General Form of an Estimable Function :: SAS/STAT(R) 12.1 User's Guide

General Form of an Estimable Function

This section demonstrates a shorthand technique for displaying the generating set for any estimable $\mb {L}$ . Suppose

$\mb {X} = \left[ \begin{array}{cccc} 1 & 1 & 0 & 0 \\ 1 & 1 & 0 & 0 \\ 1 & 0 & 1 & 0 \\ 1 & 0 & 1 & 0 \\ 1 & 0 & 0 & 1 \\ 1 & 0 & 0 & 1 \end{array} \right] ~ ~ \mbox{ and } ~ ~ \bbeta = \left[ \begin{array}{c} \mu \\ A_1 \\ A_2 \\ A_3 \end{array} \right]$

$\mb {X}$ is a generating set for $\mb {L}$ , but so is the smaller set

$\mb {X^*} = \left[ \begin{array}{cccc} 1 & 1 & 0 & 0 \\ 1 & 0 & 1 & 0 \\ 1 & 0 & 0 & 1 \\ \end{array} \right]$

$\mb {X^*}$ is formed from $\mb {X}$ by deleting duplicate rows.

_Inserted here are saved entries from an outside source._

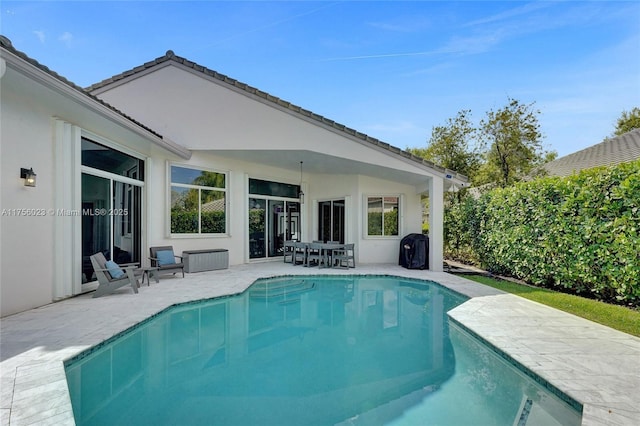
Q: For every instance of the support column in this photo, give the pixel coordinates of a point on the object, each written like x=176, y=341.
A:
x=67, y=213
x=436, y=218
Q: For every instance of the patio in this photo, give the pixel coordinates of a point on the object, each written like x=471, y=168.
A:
x=595, y=365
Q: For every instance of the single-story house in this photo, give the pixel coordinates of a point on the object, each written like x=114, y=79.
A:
x=173, y=153
x=609, y=152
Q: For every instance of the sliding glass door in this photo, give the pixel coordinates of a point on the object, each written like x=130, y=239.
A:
x=274, y=217
x=111, y=206
x=331, y=220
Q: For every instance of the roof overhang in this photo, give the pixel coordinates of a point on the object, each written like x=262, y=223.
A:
x=73, y=100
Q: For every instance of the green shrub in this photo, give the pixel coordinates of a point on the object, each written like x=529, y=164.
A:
x=580, y=233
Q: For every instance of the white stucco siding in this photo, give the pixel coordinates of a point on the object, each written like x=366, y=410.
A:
x=26, y=241
x=235, y=240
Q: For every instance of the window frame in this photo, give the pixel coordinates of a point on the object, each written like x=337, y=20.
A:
x=200, y=188
x=366, y=200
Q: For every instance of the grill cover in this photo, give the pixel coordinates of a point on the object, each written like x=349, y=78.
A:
x=414, y=251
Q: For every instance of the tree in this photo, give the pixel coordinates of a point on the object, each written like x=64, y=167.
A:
x=450, y=145
x=627, y=122
x=512, y=144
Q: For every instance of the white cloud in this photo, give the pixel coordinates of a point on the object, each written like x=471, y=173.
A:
x=66, y=38
x=41, y=36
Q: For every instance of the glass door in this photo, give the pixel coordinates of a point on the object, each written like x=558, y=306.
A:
x=257, y=226
x=331, y=220
x=111, y=206
x=271, y=223
x=274, y=217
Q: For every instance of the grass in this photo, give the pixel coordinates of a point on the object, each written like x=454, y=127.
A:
x=617, y=317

Since all estimable $\mb {L}$ s must be linear functions of the rows of $\mb {X^*}$ for $\mb {L} \bbeta$ to be estimable, an $\mb {L}$ for a single-degree-of-freedom estimate can be represented symbolically as

$\mathit{L1} \times (1~ 1~ 0~ 0) + \mathit{L2} \times (1~ 0~ 1~ 0) + \mathit{L3} \times (1~ 0~ 0~ 1)$

$\mb {L} = (\mathit{L1}+\mathit{L2}+\mathit{L3},~ \mathit{L1},~ \mathit{L2},~ \mathit{L3}) ~$

For this example, $\mb {L} \bbeta$ is estimable if and only if the first element of $\mb {L}$ is equal to the sum of the other elements of $\mb {L}$ or if

$\mb {L} \bbeta = (\mathit{L1}+\mathit{L2}+\mathit{L3}) \times \mu + \mathit{L1} \times A_1 + \mathit{L2} \times A_2 + \mathit{L3} \times A_3$

is estimable for any values of L1, L2, and L3.

If other generating sets for $\mb {L}$ are represented symbolically, the symbolic notation looks different. However, the inherent nature of the rules is the same. For example, if row operations are performed on $\mb {X^*}$ to produce an identity matrix in the first $3 \times 3$ submatrix of the resulting matrix

$\mb {X^{**}} = \left[ \begin{array}{rrrr} 1 & 0 & 0 & 1 \\ 0 & 1 & 0 & -1 \\ 0 & 0 & 1 & -1 \end{array} \right]$

then $\mb {X^{**}}$ is also a generating set for $\mb {L}$ . An estimable $\mb {L}$ generated from $\mb {X^{**}}$ can be represented symbolically as

$\mb {L} = (\mathit{L1},~ \mathit{L2},~ \mathit{L3},~ \mathit{L1}-\mathit{L2}-\mathit{L3}) ~$

Note that, again, the first element of $\mb {L}$ is equal to the sum of the other elements.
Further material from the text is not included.